Meta Unveils Four New Chips to Power Its AI and Recommendation Systems
Meta has unveiled four new chips it designed to handle tasks like training and running AI models and serving recommendations across its social media platforms and other services.
The new chips are part of Meta’s Meta Training and Inference Accelerator (MTIA) family and are designed to be used in data centers. Meta has been designing its own silicon for a few years now, largely as a way to cut the cost of powering its AI and recommendation systems. The company says it needs custom chips to keep up with demand for AI-driven services.
Google, Amazon and Microsoft have also been designing their own AI chips as a way to avoid having to rely on components from other companies and to optimize their data centers for machine learning. A recent article about the global shortage of AI chips underscores the point, explaining that “tech companies are in a frantic rush for computing power to keep up with the increasing demands of artificial intelligence models.” The upshot of all this is that whoever has the best AI infrastructure may wind up owning the future of AI.
What the chips do
The MTIA chips are built to perform two primary functions. Training is the computationally intensive task of training an AI model on a dataset. Inference is the process of using a trained model to make predictions in real time. Meta’s custom chips are optimized for inference, which isn’t surprising given that the company’s core products revolve around recommendation algorithms.
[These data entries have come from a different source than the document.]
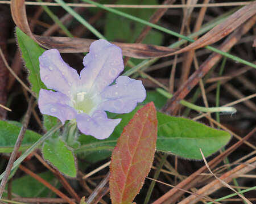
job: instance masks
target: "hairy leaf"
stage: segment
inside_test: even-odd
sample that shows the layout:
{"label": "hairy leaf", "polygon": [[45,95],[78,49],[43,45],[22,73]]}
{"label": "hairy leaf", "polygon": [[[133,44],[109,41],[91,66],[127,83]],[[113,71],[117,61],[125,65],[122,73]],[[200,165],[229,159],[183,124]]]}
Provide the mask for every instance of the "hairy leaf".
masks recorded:
{"label": "hairy leaf", "polygon": [[31,84],[31,90],[38,96],[40,90],[42,88],[46,88],[40,76],[38,60],[38,58],[45,50],[19,28],[16,29],[16,35],[19,47],[22,53],[22,58],[29,73],[28,80]]}
{"label": "hairy leaf", "polygon": [[[141,107],[138,107],[129,114],[117,116],[116,118],[122,118],[121,122],[106,139],[99,141],[90,136],[81,135],[79,139],[81,146],[75,152],[113,150],[123,128]],[[228,132],[189,119],[172,117],[159,112],[157,117],[159,121],[158,151],[170,152],[188,159],[201,159],[199,148],[204,151],[205,156],[209,156],[226,144],[230,139],[230,135]]]}
{"label": "hairy leaf", "polygon": [[141,108],[124,128],[112,156],[109,186],[113,204],[130,203],[148,173],[157,138],[153,103]]}
{"label": "hairy leaf", "polygon": [[181,117],[158,113],[157,150],[189,159],[201,159],[200,148],[208,156],[230,139],[226,131]]}

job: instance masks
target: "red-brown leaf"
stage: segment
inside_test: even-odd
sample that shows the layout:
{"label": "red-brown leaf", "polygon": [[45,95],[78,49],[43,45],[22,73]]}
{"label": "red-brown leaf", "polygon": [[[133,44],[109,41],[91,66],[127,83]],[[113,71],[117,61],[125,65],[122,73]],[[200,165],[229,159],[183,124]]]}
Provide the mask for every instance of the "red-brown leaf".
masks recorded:
{"label": "red-brown leaf", "polygon": [[152,163],[157,138],[156,112],[152,102],[135,113],[114,149],[109,186],[113,204],[131,203]]}

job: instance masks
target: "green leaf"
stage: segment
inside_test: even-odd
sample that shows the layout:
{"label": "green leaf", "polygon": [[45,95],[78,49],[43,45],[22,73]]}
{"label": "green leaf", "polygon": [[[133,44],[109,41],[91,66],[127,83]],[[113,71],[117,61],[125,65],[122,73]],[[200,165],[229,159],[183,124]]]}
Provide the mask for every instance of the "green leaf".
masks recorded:
{"label": "green leaf", "polygon": [[60,138],[51,138],[44,142],[42,151],[44,158],[60,172],[70,177],[76,176],[73,153]]}
{"label": "green leaf", "polygon": [[225,145],[230,135],[191,120],[158,113],[156,149],[189,159],[201,159]]}
{"label": "green leaf", "polygon": [[[43,115],[43,118],[44,126],[47,131],[52,127],[54,127],[58,123],[58,118],[56,117],[44,114]],[[55,134],[59,134],[59,132],[56,132]]]}
{"label": "green leaf", "polygon": [[[11,152],[20,130],[20,127],[6,121],[0,121],[0,152]],[[27,130],[19,150],[27,150],[40,137],[40,134]]]}
{"label": "green leaf", "polygon": [[18,44],[22,53],[22,58],[28,73],[28,80],[31,84],[31,90],[38,97],[41,88],[46,88],[40,77],[39,61],[38,58],[45,51],[38,44],[19,28],[16,28]]}
{"label": "green leaf", "polygon": [[[22,53],[22,58],[28,71],[28,80],[31,84],[31,90],[36,94],[36,96],[38,97],[41,88],[47,89],[41,80],[38,60],[46,50],[42,48],[18,27],[16,28],[16,35],[19,47]],[[46,130],[48,131],[55,126],[57,122],[57,119],[56,117],[44,116],[44,126]]]}
{"label": "green leaf", "polygon": [[[123,128],[140,108],[141,106],[138,106],[130,113],[115,117],[122,118],[122,121],[108,139],[99,141],[92,136],[81,135],[79,141],[81,146],[75,152],[84,152],[86,155],[92,151],[112,150]],[[211,128],[189,119],[171,117],[159,112],[157,116],[158,151],[188,159],[201,159],[200,148],[205,156],[209,156],[226,144],[230,139],[230,135],[225,131]]]}
{"label": "green leaf", "polygon": [[[54,176],[50,172],[41,173],[38,176],[50,183],[55,180]],[[31,176],[26,175],[13,181],[11,192],[21,197],[35,198],[48,197],[51,190]],[[6,194],[3,196],[7,197]]]}

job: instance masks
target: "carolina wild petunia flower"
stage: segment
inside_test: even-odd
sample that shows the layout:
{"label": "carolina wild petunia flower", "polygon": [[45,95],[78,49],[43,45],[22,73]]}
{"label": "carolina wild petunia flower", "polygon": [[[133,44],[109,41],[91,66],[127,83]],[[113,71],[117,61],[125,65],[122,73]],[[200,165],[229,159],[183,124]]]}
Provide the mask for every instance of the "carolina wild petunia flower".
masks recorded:
{"label": "carolina wild petunia flower", "polygon": [[56,49],[44,52],[39,63],[42,80],[56,91],[40,90],[41,113],[57,117],[63,124],[76,119],[82,133],[97,139],[109,137],[121,120],[108,118],[105,110],[129,113],[146,97],[141,81],[125,76],[117,78],[123,70],[122,50],[105,40],[92,43],[80,76]]}

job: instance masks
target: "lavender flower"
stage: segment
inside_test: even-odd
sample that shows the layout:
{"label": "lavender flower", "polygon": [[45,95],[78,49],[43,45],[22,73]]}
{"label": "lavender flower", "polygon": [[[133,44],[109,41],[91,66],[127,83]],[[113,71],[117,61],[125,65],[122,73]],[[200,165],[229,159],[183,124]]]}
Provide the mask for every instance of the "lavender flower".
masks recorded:
{"label": "lavender flower", "polygon": [[105,110],[127,113],[146,97],[141,81],[120,76],[123,70],[121,49],[105,40],[95,41],[84,58],[79,76],[52,49],[39,57],[41,79],[49,89],[41,89],[38,104],[42,113],[55,116],[63,124],[76,119],[84,134],[106,138],[121,119],[109,119]]}

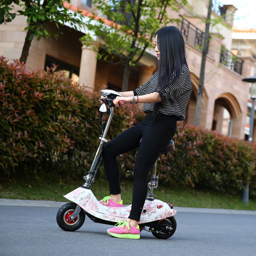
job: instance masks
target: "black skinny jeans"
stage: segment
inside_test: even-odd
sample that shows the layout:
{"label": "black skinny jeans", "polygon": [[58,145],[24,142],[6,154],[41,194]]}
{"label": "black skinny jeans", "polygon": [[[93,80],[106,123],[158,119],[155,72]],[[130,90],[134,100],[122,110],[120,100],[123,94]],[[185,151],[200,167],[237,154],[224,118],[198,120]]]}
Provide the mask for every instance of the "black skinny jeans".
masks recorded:
{"label": "black skinny jeans", "polygon": [[134,187],[129,218],[140,221],[148,190],[148,175],[162,148],[173,136],[177,121],[173,116],[159,114],[155,122],[148,115],[143,121],[120,134],[103,148],[105,172],[111,195],[121,193],[116,157],[139,148],[134,167]]}

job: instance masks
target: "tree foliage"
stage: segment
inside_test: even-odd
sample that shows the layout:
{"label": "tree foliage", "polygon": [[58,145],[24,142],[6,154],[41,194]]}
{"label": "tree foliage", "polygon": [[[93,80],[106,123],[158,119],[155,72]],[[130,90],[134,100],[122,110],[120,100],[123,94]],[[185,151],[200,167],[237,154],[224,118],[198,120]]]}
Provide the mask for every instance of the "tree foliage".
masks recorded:
{"label": "tree foliage", "polygon": [[122,90],[127,90],[131,67],[138,63],[155,33],[174,20],[168,16],[168,10],[178,10],[186,3],[186,0],[95,0],[97,10],[104,18],[93,13],[86,24],[92,33],[82,40],[90,45],[93,36],[97,36],[102,50],[98,51],[98,58],[124,63]]}
{"label": "tree foliage", "polygon": [[[67,2],[69,3],[70,0]],[[27,17],[28,26],[24,30],[28,33],[20,59],[24,62],[26,61],[33,38],[39,40],[42,36],[52,36],[58,38],[62,33],[60,24],[67,22],[76,29],[83,24],[80,12],[70,12],[64,7],[63,0],[2,0],[0,2],[0,24],[10,22],[18,15]],[[52,34],[51,28],[45,26],[48,22],[57,27],[56,33]]]}

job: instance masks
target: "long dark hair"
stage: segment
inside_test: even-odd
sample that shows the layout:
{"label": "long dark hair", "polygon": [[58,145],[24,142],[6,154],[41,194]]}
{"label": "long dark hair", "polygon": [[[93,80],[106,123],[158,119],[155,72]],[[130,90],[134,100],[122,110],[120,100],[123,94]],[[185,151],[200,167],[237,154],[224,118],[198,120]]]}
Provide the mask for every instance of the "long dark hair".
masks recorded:
{"label": "long dark hair", "polygon": [[[158,86],[159,96],[163,99],[163,92],[168,83],[178,79],[181,74],[186,58],[185,42],[180,31],[173,26],[163,28],[156,33],[157,46],[160,52],[158,63]],[[153,116],[156,116],[161,102],[155,103]],[[188,108],[187,108],[188,109]],[[187,109],[188,113],[188,109]],[[187,123],[187,116],[184,123]],[[182,125],[182,126],[184,126]]]}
Every time you like or comment on a post or scroll past a video, an AI model is making predictions about what you might want to see next. Analysts often say that recommendations are among the most intensive AI use cases in the world. For a look at how they operate across social media platforms, check out this recent story about AI recommendation algorithms. Optimizing those workloads can be the difference between a fast app and a slow one.
Why it matters
In a way, though, the details of the chips are secondary to a more important trend: AI isn’t just about software anymore, it is about computing power. To build leading-edge AI models, you need custom-built chips, massive amounts of energy and enormous data centers. Companies that can get a handle on that infrastructure gain a major advantage over everyone else.
Meta’s foray into custom chips is a sign that the next phase of the AI wars may be waged not just in AI research but in semiconductor design. Some analysts think that if companies can develop their own optimized hardware stacks, they’ll be able to significantly cut their costs and speed up the deployment of AI across a wide range of applications, from recommendations to voice assistants to the immersive digital worlds of the metaverse.
Right now, Meta’s announcement of four new chips might seem like a minor detail in the epic story of AI. But ask the people who work on this stuff, and they’ll tell you something different: Sometimes the key to unlocking AI isn’t in the algorithms, it is etched into the silicon itself.